One has to act on their own when no help from the Fed may be expected
The best self-defence is a self-attack. The central banks, competitors to the Fed, seem to have got the point of where Jerome Powell is pushing the USD to. Down. Who besides Washington will profit from it? If the economies of Eurozone, Britain, Japan, Australia, and some other well-developed countries felt “so so” amidst the US currency’s revaluation in 2018, what will happen to them if the USD starts growing weaker? There’s only one thing left - follow the trail beaten by the Fed. “You’ve started it all, we’ve joined in. You’re the first singer and we’re your choir”. It looks well on the outside, but when going to the bottom, it starts smacking of competitive devaluation.
In 2018, the central banks watched the Fed raising the rates and hoped sincerely that the devaluation of their currencies would help export to spread its wings. Alas! The fall of EUR/USD wasn’t enough. Trade wars and the related slowdown in the Chinese economy and foreign demand broke onto the scene.
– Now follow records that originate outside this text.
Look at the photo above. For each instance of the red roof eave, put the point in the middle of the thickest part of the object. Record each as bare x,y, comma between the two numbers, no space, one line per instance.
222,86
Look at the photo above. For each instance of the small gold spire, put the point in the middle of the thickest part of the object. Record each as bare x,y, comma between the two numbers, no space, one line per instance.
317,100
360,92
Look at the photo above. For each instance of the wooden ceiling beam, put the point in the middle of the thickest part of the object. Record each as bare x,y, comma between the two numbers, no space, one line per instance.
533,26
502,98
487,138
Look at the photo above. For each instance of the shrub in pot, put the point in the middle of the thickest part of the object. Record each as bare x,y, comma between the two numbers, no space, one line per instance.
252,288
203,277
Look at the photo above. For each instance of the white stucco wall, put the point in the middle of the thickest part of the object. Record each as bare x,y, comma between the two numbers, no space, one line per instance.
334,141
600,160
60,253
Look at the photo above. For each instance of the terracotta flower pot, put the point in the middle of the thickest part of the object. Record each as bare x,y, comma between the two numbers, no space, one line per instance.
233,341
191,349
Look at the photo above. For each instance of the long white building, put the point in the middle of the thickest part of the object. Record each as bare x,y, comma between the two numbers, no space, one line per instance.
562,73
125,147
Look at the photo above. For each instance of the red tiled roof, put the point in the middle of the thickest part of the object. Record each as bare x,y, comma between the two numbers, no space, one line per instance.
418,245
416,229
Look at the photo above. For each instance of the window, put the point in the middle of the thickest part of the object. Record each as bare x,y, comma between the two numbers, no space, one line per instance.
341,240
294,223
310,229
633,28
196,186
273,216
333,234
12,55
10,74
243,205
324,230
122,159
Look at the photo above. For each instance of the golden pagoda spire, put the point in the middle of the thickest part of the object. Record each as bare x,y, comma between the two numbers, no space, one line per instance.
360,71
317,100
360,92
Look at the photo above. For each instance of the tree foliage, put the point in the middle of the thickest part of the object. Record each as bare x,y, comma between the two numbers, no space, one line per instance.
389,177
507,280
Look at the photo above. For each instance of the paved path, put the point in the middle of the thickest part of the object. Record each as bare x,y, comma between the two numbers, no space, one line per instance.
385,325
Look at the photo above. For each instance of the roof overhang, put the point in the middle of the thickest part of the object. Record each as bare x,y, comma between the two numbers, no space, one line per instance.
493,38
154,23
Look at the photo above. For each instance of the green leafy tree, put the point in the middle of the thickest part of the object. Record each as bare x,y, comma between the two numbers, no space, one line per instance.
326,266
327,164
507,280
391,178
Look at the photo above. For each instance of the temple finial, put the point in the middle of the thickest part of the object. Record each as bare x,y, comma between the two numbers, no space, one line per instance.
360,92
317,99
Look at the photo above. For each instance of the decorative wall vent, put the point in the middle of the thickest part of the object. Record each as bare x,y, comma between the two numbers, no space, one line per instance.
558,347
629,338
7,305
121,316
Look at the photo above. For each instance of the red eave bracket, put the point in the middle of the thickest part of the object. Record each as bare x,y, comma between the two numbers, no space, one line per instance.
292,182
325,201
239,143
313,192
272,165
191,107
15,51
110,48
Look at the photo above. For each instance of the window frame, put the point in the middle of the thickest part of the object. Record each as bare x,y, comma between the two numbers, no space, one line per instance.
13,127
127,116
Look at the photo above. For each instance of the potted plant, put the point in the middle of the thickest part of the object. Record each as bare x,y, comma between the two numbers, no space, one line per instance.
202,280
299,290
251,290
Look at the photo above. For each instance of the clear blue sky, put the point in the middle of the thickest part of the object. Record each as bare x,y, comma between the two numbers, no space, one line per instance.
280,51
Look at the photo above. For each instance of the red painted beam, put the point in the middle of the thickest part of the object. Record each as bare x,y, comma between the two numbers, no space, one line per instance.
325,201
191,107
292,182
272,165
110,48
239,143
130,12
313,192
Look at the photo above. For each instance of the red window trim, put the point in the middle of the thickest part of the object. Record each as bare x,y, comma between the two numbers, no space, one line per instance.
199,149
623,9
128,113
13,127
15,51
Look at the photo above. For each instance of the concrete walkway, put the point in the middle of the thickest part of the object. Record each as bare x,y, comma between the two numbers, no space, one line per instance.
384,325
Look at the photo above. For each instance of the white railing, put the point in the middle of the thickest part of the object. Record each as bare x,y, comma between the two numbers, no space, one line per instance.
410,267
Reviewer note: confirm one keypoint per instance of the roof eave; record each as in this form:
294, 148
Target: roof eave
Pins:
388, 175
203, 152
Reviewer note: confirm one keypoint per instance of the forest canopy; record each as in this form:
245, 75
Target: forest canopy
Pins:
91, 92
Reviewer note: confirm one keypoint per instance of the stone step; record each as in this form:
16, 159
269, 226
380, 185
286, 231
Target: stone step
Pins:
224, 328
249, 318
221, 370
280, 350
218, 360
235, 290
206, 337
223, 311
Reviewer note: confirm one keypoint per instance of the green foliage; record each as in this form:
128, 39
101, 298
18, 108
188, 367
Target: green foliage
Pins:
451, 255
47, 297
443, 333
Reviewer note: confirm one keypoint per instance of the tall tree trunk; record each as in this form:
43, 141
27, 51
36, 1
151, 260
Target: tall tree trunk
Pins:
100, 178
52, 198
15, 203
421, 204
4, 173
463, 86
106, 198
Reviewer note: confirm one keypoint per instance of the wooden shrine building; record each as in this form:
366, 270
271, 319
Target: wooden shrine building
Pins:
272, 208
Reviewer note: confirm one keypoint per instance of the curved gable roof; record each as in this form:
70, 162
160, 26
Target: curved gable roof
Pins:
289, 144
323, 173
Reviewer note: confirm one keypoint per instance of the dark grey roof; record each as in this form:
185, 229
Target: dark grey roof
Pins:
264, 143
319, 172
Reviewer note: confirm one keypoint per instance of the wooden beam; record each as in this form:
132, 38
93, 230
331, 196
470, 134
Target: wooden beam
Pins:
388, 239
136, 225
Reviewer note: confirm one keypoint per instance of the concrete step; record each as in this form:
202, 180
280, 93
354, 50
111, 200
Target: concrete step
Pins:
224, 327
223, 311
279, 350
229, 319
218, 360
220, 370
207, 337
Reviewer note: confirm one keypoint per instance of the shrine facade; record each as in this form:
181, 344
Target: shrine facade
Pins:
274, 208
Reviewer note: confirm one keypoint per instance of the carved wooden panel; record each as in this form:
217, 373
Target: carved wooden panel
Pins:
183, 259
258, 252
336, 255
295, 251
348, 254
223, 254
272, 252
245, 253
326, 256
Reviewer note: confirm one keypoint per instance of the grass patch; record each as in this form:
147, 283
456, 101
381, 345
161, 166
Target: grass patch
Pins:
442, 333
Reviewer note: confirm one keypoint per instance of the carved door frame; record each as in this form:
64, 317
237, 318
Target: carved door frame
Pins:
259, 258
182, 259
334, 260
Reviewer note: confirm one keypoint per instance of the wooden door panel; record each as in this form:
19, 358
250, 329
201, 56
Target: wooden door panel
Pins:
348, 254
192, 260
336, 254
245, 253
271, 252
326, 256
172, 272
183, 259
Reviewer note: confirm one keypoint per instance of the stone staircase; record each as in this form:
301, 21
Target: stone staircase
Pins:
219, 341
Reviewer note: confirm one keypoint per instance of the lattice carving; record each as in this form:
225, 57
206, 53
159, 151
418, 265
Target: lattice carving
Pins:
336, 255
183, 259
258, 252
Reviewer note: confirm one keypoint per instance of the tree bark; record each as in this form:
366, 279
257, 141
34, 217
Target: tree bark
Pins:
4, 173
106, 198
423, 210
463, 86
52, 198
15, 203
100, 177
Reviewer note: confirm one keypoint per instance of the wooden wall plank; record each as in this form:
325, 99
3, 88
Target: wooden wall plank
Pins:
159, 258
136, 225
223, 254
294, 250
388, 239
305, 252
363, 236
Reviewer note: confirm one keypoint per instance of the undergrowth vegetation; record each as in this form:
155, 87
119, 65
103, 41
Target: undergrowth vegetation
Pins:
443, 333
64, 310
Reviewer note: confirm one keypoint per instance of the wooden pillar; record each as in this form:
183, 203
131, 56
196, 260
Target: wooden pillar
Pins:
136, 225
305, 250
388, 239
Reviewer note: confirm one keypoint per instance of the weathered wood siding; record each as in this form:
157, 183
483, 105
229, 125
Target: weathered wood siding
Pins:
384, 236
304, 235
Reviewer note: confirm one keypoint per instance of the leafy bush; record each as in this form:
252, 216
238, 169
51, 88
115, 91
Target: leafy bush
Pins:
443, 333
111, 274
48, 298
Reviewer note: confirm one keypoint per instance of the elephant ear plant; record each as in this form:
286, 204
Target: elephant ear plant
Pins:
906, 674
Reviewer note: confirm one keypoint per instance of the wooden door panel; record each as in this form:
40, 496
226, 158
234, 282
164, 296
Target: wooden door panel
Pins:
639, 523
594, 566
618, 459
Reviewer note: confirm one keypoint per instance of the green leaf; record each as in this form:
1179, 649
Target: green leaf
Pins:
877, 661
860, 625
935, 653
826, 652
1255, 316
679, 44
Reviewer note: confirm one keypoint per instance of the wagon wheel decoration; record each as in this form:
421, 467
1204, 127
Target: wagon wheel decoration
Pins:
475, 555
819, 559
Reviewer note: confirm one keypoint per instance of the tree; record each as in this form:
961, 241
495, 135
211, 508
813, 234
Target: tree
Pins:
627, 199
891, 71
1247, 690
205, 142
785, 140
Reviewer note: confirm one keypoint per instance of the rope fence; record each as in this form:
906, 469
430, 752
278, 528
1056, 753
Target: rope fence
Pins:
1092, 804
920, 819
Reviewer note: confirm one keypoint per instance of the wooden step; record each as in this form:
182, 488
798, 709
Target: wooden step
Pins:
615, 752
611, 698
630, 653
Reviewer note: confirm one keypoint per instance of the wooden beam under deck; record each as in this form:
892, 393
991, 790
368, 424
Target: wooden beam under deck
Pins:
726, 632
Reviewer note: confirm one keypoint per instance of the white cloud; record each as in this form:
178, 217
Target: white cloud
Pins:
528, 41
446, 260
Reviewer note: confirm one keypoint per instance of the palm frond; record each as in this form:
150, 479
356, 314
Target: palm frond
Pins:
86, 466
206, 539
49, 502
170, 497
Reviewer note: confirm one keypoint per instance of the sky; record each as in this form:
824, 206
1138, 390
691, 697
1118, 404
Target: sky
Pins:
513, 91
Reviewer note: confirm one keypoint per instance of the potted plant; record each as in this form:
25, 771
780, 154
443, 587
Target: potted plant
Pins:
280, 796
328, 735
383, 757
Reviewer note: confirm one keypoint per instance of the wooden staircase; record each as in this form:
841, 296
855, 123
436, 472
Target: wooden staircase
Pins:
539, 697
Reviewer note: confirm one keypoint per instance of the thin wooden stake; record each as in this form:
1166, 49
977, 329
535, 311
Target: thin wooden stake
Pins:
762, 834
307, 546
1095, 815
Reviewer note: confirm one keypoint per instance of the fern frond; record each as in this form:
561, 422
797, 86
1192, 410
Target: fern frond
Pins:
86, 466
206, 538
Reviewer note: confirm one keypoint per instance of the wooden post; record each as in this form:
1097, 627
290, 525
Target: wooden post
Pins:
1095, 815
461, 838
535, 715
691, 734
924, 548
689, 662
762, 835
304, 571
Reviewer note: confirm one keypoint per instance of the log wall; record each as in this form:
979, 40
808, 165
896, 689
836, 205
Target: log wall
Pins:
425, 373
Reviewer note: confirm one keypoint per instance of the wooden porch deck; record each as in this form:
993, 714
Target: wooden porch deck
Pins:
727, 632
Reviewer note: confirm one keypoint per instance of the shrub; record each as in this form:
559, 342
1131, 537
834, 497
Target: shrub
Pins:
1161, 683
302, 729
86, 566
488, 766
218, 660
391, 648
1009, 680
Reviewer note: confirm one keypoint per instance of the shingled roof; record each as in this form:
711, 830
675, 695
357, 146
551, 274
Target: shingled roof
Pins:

One had to count only on domestic resources, but Germany didn’t rise to the occasion. Its industry is having a hard time with a transfer to e-cars and tougher requirements for diesel and gasoline engines. In future, it can promise huge growth, though. But we are currently where we are.
“If you should need my help, I don’t know where you can find me”. One of Jerome Powell’s first statements in 2019 made everyone understand that no help should be expected from the Fed. The markets considered FOMC’s desire to idle on the roadside to be almost the end of the normalization of monetary policy and started buying out other currencies. They said, if the dollar was stripped of its trumps, where it could grow further? It didn’t work that way! Heavy artillery - the central banks - came into action. A bad example is catching. After the Fed, it was the Bank of Canada that voiced a desire to take a pause. It took off from there. The ECB hinted at the opportunity of developing stimulating measures through long term refinancing operations (LTRO). The Reserve Bank of Australia is ready to lower rates, if necessary, while the Bank of England looks frightening because of a disordered Brexit. They are all engaged if self-attacks: they say that local economies are pressed hard by worse external conditions. In fact, they are lying. The problem lies in competitive devaluation.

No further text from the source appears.